First, we defined a reference internal structure model over a wide range of CMB temperatures T_CMB, with a solid MgSiO₃ mantle and an Fe core⁶². We estimated the possible formation of an iron-enriched BMO using the intersection between an adiabatic temperature profile based on a recent equation of state^63,64,65 and melting curves^65,66. We redefined the temperature profile of the solid mantle using a thermal boundary layer model⁶⁷, where the reference viscosity was parameterized as \({M}_\mathrm{P}^{-2(\theta -4\psi )/3(4+\theta )}\), with θ = 30 and ψ = 0 (ref. ⁶⁸).
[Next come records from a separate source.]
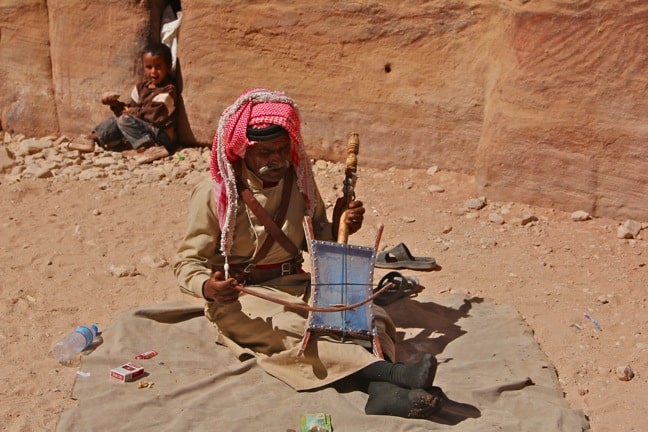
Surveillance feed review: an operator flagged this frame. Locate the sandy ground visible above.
[0,149,648,432]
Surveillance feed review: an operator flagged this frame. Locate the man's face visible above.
[245,133,292,183]
[142,53,171,86]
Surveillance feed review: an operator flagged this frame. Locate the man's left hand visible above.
[333,197,365,234]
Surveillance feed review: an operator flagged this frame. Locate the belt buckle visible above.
[281,262,292,276]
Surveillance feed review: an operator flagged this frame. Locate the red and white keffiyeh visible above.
[211,89,314,259]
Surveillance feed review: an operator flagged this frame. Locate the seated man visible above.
[174,89,444,418]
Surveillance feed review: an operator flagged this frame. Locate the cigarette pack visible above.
[110,363,144,382]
Next, we obtained the thermal evolution of the planet by computing the evolution of the temperature at the CMB with coupled energy budgets of the core, BMO and solid mantle (for example, refs. ^{69,70,20,71,72}):

$$\frac{{\rm{d}}{T}_\mathrm{CMB}}{{\rm{d}}t}=\frac{{Q}_\mathrm{P}-{Q}_\mathrm{R,m}-{Q}_\mathrm{R,b}-{Q}_\mathrm{R,c}}{{\tilde{Q}}_{S,m}+{\tilde{Q}}_\mathrm{S,b}+{\tilde{Q}}_\mathrm{S,c}+{\tilde{Q}}_\mathrm{G,b}+{\tilde{Q}}_\mathrm{G,c}+{\tilde{Q}}_\mathrm{L,b}+{\tilde{Q}}_\mathrm{L,c}},$$

(16)

where heat flow at the surface (Q_P) and the radiogenic heating terms (Q_R,x) in the mantle (x = m), the BMO (x = b) and the core (x = c) can be written explicitly. The secular cooling (Q_S,x), gravitational energy (Q_G,x), and latent heat (Q_L,x) terms are expressed as functions \({\tilde{Q}}_{X}(r)\) that depend on only r.

Finally, we determined the magnetic evolution of the planet. In an adiabatic and well-mixed layer involving a rapidly rotating, convective and electrically conductive fluid, dynamo operation requires that (1) convection supplies enough power to balance ohmic dissipation^73,74 and that (2) magnetic induction is larger than magnetic diffusion²⁶. The convective power required to sustain a dynamo is determined using entropy budgets (for example, refs. ^69,70,71,72) and must at least satisfy the condition of a positive entropy of dissipation. In addition, the magnetic Reynolds number must exceed a critical value, here 40 (ref. ²⁶), for induction to overcome diffusion (for example, refs. ^24,37). If these criteria are met and a dynamo is active in the BMO or the core, we can estimate the resulting internal magnetic field intensities B with magnetic scaling laws^26,53. We then obtain the magnetic field at the surface B_S with

$${B}_\mathrm{S}=\frac{1}{7}{\left(\frac{{R}_\mathrm{D}}{{R}_\mathrm{P}}\right)}^{3}B,$$

(17)

where R_P is the radius of the planet and R_D is the upper radius of the dynamo region, that is the top of the BMO or the CMB. We used equation (2) as the electrical conductivity of BMO, assuming that the difference in the electrical conductivities of (Mg,Fe)O and (Mg,Fe)₂SiO₄ is small. The interior thermal profile and the effect of radiogenic heating are discussed in Supplementary Sections 4 and 5.